Reality is Arbitrary

June 6, 2026

TADC

I knew nothing about Jax from The Amazing Digitial Circus other than a pop culture reference. Not until today did I spend time going through the animated series, and found it pretty good, featuring several interesting if not questionable characters. I am not going to bother you with the details, not to mention spoilers. If you have time though, I would recommend you giving it a shot.

Throughout my engagement in the animated web series, I have been pondering the reason of my feelings, or let’s say, the lack of such, towards the situation where Pomni realizes she’s stuck in a simulated world and cannot escape. That moment, I did feel no rage, and to Jax’s claim that it’s all fake thus nothing matters I kinda wanted to nod, which presumably is contrary to popular discourse. Not that I agree to the “jerk” side of him, nor am I a negative nihilist. So dear reader, I hope you would find my opinions a little bit interesting.

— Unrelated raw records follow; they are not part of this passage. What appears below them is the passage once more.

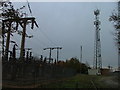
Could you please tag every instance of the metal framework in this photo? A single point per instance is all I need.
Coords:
(97, 44)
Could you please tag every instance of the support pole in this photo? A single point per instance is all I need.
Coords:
(23, 40)
(7, 42)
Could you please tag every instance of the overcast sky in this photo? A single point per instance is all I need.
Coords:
(70, 25)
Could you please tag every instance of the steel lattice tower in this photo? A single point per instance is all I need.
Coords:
(97, 44)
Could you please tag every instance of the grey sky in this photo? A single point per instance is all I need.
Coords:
(70, 25)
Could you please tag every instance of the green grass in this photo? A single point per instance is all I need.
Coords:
(78, 81)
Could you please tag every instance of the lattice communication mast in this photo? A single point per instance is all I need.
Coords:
(97, 44)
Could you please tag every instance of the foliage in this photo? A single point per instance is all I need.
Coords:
(75, 64)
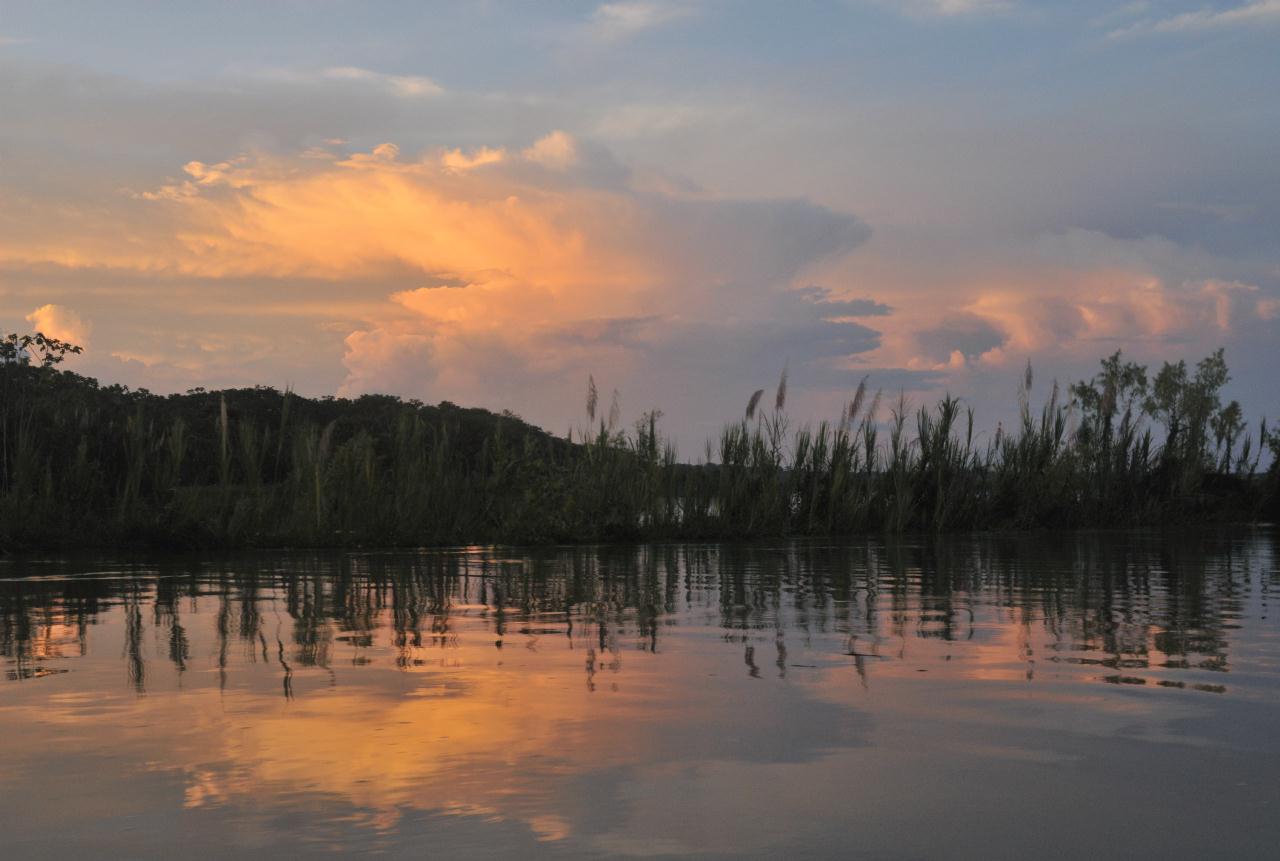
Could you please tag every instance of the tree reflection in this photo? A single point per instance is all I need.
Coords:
(1127, 603)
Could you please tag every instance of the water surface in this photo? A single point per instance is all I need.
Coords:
(1114, 695)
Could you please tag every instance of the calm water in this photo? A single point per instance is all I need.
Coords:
(1050, 696)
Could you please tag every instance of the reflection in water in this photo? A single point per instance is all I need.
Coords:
(675, 699)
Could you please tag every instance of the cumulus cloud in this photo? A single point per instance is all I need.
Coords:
(517, 271)
(62, 323)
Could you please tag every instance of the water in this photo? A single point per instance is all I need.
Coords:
(1066, 696)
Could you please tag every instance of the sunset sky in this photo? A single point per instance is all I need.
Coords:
(487, 201)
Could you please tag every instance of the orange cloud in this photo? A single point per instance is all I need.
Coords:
(62, 323)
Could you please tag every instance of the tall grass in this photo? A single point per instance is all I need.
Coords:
(101, 465)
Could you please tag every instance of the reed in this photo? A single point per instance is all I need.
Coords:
(100, 465)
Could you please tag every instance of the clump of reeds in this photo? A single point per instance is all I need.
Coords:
(87, 463)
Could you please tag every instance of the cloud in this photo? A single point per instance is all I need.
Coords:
(400, 85)
(949, 8)
(1248, 14)
(496, 275)
(612, 22)
(62, 323)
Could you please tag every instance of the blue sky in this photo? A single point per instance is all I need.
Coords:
(1001, 182)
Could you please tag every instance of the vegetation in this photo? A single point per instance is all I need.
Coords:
(83, 463)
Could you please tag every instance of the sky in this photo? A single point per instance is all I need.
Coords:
(485, 202)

Differentiating Reality From Simulation

Aside from TADC, many pop cultures involve the idea of simulated worlds, some very biased examples include vivid/stasis (v/s), Doki Doki Literature Club (DDLC), The Truman Show (TTS), Inception, and the thought experiment of brain in a vet (BIAV). There are common aspects, like the involvement of highly sophisticated computing technology and artificial intelligence, but that’s beyond the point. Let’s focus on where these media differ, and I would put them into two buckets:

  1. ones where the protagonists are born in the simulation (DDLC, BIAV, TTS), and
  2. where they come into the simulation from “the real world” (TADC, v/s, Inception).

*the BIAV case is debatable but here I put it in 1

According to these media representations, characters from both buckets share the emotion of existential crisis when they realize the simulation situation. Monika from DDLC does not hesitate to manipulate data files of her friends because nothing is real except her ego. Jax from TADC doesn’t care about anything but fun, even at the expense of making his friends’ life miserable, which is a classic negative nihilistic worldview. Saturday from vivid/stasis literally had a mental breakdown in the underground facility, and it took her weeks if not months to recover from the shock.

By instinct, characters originating from virtual reality are unable to go back, but that’s merely a constraint by the plot. Take brain in a vet as example, it’s totally plausible that the brain formerly has a human owner. But I would argue it’s morally incorrect to bring these characters to life.

Their Reality

Let me review for you: there’s a being, perfectly conscious, rational, with agency, just as good as a human, except their entirity of experience, the people they talked to, their family they grew up in, the food they ate, are all made up. Our world to them is as foreign as their world to ours. Doesn’t that make bringing them to reality as evil as sending them to a simulation? By bringing them to the “real” world they are forced to give up their entire life. What kind of real is that?

And I want to push it further. If the only difference is the subjective experience, and the past experience is irrelevant, then there’s no difference in realities regardless of it’s simulated or not. To the present me, living in a simulation is as good as in the world that runs it, because that’s all I could care about.

I can see why this can be a hard pill to swallow. I understand why Truman chose to quit the show: he wants control over who to love, and his love is a real person. That does not invalidate my point, because that is a category error. In the contrary, in Truman I see the courage to put down the past and seek fully forward, the faith in that things are dynamic and there’s no point being obsessed with one’s own comfort zone, the spirit to experiment with who one can possibly be and live the current live to the fullest.

Our Reality

It’s really interesting that we are statistically almost impossible to live in a real universe rather than a simulated one, if some specific presumptions which I am not going to bother you about are true, of course. Some people doubt this proposition because the presumptions are questionable. I honestly do not know, meanwhile finding the questioning itself irrelevant. After all, it’s not a hot take that this world contains our entire experience. Even if that’s not the case, or some day we find the truth and there’s more to live, I really wouldn’t care. I mean, still I would get excited, but the motivation would be the secrets we could unravel, rather than the feeling of being inferior thus the ego to impress the outside world and prove my existence.

So back to the start, I guess that explains why I felt no rage towards Pomni’s situation. If I were Pomni, certainly there was bad guys putting me into the circus (do not take my words because I haven’t watched the last act yet), but that is more confusion than anger. Guess I am a jester now, and let me find a way out. Worst-case scenario, I make friends with the other humans, finding out what it means to be an anime jester and life goes on.